Hibata.id – Bukan cuma tanah yang terkoyak di Dengilo. Di kecamatan yang terletak di Kabupaten Pohuwato, Gorontalo, itu, nyawa manusia ikut tergadai demi segenggam emas. Tambang emas tanpa izin—yang akrab disebut PETI—menggali lebih dari sekadar bukit. Ia menyisakan kehancuran, penderitaan, dan ketakutan yang nyaris tak terdengar.
“Di sini, banyak yang sudah meninggal, tertimbun, tapi tidak pernah muncul di berita,” ujar seorang perempuan warga Desa Karya Baru, suaranya tercekat. Ia enggan namanya dipublikasikan, mungkin karena sadar: ada kekuatan yang lebih besar dari sekadar hukum yang berlaku di Dengilo.
Menurutnya, kerusakan akibat PETI Dengilo jauh lebih parah dibanding tambang ilegal lainnya di Pohuwato, termasuk yang terkenal di Patilanggio. “Dapur rumah warga sampai roboh. Setiap hari alat berat lalu lalang di depan rumah.

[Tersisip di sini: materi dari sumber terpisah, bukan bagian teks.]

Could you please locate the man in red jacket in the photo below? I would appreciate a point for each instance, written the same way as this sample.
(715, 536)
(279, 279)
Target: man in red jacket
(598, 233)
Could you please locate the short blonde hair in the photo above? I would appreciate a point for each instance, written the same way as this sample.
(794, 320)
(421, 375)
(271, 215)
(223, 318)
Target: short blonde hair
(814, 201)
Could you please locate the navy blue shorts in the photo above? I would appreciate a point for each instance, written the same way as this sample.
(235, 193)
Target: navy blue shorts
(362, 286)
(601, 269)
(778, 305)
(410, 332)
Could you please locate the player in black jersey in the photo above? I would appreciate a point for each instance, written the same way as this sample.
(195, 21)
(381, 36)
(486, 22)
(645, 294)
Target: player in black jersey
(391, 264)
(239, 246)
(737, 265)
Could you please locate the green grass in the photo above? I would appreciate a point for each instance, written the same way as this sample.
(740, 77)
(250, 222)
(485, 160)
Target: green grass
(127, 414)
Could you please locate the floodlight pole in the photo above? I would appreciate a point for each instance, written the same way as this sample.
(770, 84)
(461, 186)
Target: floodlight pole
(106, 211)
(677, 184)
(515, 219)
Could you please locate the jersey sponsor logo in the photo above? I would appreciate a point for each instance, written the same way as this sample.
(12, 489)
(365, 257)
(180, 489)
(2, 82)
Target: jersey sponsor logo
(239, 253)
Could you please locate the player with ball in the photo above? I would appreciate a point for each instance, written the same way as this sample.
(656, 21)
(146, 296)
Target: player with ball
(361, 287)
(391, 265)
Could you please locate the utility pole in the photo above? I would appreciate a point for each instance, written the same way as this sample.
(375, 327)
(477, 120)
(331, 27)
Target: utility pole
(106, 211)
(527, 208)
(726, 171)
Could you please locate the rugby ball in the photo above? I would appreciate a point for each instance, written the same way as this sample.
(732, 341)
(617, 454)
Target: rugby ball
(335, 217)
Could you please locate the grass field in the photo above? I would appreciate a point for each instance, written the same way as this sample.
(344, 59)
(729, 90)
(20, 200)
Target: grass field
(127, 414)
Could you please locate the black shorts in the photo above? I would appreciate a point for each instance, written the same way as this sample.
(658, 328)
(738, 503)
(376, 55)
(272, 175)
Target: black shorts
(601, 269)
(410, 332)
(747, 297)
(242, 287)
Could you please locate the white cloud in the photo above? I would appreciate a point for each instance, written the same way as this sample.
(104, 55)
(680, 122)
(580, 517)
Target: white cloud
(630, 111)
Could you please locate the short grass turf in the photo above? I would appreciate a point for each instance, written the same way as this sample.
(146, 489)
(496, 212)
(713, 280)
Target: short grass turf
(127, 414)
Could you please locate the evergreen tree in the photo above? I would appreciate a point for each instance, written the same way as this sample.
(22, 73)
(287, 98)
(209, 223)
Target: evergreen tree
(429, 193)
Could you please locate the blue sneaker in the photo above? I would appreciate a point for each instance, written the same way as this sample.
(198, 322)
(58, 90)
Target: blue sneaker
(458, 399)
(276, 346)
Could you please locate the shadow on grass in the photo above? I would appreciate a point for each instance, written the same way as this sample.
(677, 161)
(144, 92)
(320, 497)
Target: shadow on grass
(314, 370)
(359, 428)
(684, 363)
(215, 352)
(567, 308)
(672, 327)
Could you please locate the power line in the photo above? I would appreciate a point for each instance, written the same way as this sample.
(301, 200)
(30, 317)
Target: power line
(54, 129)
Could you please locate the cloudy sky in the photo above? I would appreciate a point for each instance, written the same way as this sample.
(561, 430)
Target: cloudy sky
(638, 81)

Bahkan semalaman pun mereka tetap bekerja,” tuturnya.
Dari malam hingga pagi, dentuman mesin dan gerungan ekskavator menjadi musik latar kehidupan warga Dengilo. Sepanjang jalan, alat berat terparkir seenaknya. Tanah-tanah yang dulu hijau kini compang-camping, digali tanpa jeda. Protes warga hanya berakhir di tumpukan kekecewaan.
“Kami sudah protes berkali-kali, tapi tidak ada hasil. Ada yang membekingi mereka. Setiap kami bicara soal banjir dan lumpur yang datang, mereka cuma bilang: itu takdir,” katanya, getir.
Seolah-olah nyawa yang melayang dan rumah yang ambruk adalah harga biasa untuk aktivitas tambang ilegal. Sementara para pelaku terus menambang dan menumpuk untung, warga menerima ampas: lumpur, longsor, dan ketakutan.